For Climate Impulse, the commitment goes far beyond simple financial partnership. "Our role is to demonstrate what's possible with our products. This isn't just about supplying materials, but co-building complete technological solutions” says Jed Richter, who leads the application engineering team for Europe at Syensqo.
The main challenge? Developing tanks capable of keeping liquid hydrogen at -253°C for nine days of flight: "a technology that doesn't yet exist," Bertrand Piccard points out. "It's not just a material, it's an entire technological system that needs to be assembled," adds Jed Richter. "It's already been proven that hydrogen tanks can work for a few hours. But a continuous nine-day mission is a huge leap!"
When AI accelerates things…
While Syensqo brings its expertise in ultra-lightweight composite materials and R&D capabilities, the group also leverages its startup ecosystem to accelerate innovation within the project. This is where Plyable comes in, a UK-based tooling integrator with a unique AI-powered digital manufacturing platform. Syensqo Ventures invested in Plyable in 2022, at the beginning of their software development journey.
"Through the Plyable platform, Syensqo can rely on artificial intelligence to optimize design, particularly the winglets [the small fins at the wing tips that reduce drag], and the radome [the aircraft's nose], reducing drag and improving aerodynamic performance,” explains Bertrand Piccard.
“Climate Impulse is a landmark project for sustainable aviation and a natural extension of Plyable’s long-standing collaboration with Syensqo”, says Jamie Snudden, Sales Director of Plyable.
From Syensqo’s perspective, the real differentiator is the pace at which ideas can be turned into reality. "Their platform helps us design the process and manufacture the tooling needed to produce components for Climate Impulse," explains Jed Richter. "From initial design to final parts, we're talking about a six-week timeline for tooling, followed by two additional weeks for component manufacturing – roughly eight weeks total. Five years ago, we would have been looking at a 15 to 20-week schedule. They've really moved the needle on these timelines."

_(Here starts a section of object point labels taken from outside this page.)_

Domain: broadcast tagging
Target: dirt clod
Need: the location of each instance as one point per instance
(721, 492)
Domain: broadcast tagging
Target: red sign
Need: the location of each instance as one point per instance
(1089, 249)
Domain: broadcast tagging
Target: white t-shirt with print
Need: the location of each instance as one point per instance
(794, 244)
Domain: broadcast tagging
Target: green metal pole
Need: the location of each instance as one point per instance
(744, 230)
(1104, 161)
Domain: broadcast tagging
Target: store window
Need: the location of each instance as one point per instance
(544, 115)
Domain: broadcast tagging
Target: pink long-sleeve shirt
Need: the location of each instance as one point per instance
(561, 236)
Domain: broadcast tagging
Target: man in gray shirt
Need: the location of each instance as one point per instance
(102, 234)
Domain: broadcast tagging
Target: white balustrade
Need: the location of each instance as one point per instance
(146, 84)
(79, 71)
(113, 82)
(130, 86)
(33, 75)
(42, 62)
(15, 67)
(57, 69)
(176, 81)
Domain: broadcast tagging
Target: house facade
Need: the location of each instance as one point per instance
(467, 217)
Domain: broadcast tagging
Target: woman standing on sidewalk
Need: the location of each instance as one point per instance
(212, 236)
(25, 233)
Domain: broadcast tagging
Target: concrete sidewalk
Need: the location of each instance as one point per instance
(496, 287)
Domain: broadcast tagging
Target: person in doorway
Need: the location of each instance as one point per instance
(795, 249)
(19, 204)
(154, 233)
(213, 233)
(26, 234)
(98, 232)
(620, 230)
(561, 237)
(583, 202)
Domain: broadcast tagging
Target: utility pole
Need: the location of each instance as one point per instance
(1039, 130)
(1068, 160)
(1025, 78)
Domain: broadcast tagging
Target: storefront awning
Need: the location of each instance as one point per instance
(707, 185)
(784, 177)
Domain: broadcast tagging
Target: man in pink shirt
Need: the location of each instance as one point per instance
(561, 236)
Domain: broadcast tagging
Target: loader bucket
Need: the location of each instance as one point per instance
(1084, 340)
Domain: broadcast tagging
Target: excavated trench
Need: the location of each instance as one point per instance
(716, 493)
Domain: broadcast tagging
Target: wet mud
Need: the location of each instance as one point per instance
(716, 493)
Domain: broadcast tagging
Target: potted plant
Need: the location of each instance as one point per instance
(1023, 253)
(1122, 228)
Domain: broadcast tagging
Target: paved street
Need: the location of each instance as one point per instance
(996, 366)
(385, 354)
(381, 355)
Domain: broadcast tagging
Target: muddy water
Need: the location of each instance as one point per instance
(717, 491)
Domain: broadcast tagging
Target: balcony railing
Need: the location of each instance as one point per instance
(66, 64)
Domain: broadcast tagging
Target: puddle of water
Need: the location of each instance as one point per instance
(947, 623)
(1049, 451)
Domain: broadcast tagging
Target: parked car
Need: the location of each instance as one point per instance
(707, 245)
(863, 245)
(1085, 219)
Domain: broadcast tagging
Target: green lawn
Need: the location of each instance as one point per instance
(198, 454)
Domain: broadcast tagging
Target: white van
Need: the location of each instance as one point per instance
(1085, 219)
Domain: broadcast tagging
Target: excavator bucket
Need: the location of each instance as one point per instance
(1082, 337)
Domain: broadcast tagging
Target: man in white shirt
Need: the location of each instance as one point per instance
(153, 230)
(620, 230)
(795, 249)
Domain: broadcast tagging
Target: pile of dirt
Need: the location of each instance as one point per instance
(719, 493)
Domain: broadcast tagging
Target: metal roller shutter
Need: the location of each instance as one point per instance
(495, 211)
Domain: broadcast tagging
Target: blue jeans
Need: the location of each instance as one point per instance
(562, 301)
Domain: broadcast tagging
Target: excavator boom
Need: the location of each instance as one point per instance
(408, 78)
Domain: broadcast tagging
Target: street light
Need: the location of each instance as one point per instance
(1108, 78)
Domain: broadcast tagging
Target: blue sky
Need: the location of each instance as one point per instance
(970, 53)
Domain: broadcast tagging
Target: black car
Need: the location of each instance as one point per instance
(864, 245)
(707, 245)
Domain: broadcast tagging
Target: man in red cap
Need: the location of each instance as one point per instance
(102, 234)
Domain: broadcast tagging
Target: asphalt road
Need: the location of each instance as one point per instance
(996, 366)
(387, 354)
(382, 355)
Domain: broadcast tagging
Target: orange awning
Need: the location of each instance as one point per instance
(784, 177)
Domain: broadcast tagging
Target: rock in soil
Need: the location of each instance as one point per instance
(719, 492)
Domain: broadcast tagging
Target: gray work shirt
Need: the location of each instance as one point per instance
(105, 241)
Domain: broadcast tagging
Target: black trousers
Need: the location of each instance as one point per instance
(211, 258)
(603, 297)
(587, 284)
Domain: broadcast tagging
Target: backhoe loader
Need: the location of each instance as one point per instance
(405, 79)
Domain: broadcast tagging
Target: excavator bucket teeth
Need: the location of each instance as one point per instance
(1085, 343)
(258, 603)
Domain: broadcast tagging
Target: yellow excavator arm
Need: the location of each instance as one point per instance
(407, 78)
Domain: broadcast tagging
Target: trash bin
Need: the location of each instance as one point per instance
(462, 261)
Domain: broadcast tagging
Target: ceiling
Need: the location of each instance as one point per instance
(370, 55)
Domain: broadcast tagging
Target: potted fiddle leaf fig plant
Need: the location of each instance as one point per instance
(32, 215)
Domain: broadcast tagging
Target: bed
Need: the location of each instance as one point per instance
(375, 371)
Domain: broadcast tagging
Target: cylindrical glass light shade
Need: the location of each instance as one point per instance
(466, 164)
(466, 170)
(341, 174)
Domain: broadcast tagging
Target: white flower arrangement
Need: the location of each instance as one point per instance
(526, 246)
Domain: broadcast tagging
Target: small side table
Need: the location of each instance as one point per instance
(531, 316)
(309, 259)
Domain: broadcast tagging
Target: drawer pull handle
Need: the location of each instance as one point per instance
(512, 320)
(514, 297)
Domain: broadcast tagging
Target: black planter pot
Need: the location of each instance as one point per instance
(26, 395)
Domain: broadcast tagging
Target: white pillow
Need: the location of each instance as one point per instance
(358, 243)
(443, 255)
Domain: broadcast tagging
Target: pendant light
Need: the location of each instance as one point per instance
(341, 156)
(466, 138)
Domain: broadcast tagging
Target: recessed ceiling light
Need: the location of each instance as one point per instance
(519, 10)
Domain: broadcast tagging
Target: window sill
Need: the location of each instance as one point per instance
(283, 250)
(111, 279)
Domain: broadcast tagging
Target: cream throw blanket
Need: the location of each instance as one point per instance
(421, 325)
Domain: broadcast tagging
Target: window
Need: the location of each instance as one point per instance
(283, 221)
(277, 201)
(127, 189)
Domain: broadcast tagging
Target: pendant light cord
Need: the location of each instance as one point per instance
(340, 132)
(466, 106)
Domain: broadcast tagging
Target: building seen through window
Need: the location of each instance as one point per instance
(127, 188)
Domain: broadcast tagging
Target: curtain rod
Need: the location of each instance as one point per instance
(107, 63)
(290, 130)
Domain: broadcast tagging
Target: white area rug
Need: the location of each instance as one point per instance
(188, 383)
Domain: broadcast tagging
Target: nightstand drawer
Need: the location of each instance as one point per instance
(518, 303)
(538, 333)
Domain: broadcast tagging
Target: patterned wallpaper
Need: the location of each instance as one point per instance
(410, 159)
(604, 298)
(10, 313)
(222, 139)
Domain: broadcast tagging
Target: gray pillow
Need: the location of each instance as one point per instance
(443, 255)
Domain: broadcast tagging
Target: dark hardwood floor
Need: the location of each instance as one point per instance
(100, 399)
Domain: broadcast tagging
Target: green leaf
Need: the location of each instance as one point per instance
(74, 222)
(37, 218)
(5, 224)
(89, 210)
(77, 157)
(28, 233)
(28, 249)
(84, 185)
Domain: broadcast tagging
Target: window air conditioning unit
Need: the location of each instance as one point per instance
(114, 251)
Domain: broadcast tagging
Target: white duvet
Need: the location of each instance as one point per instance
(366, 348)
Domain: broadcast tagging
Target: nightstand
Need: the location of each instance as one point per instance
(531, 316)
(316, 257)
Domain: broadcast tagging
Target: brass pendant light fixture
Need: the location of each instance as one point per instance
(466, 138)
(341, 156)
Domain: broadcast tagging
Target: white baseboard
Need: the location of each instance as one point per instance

An ecosystem of 20+ startups
Plyable is just one example among the twenty or so startups involved in Climate Impulse. "They work on various components: structure, landing gear, propeller, canopy, fuel cell optimization," lists Bertrand Piccard.
This collaboration with startups is an integral part of Syensqo's innovation strategy. Through its ventures’ teams, but also all its researchers and scientists, the group estimates it identifies 500 to 600 innovative companies per year worldwide. Collaborations can then take different forms: investment, material supply, expertise sharing for the industrial phase, client/supplier commercial relationships (as is the case with Plyable, for example).
A project preparing tomorrow's aviation
A project like Climate Impulse is the ideal testing ground for these collaborations. Because beyond the technical feat, Climate Impulse is designed as a long-term innovation catalyst. "If you look at our portfolio today, in composites or batteries, we have materials and products that were developed through the work done with Solar Impulse," recalls Jed Richter, adding that "one of the reasons we're supporting Climate Impulse today is to develop the technologies that may define industries in the next 5 to 10 years."
For Bertrand Piccard, even though there's still a long road ahead, the message is clear: "The project aims to counter the prevailing pessimism about the impossibility of decarbonizing aviation. Green hydrogen is a key technology for a clean industry." Climate Impulse must prove that zero-emission aviation isn't a pipe dream.
Initial test flights are already scheduled later this year in Châteauroux, France. By March 2029, both pilots, Bertrand Piccard and Raphaël Dinelli, should take off for their nine-day non-stop round-the-world journey. "I love the kind of project where, the first time someone describes it to you, you think 'that's crazy, we'll never pull it off'," concludes Jed Richter. "It's this type of project that can really generate great innovations."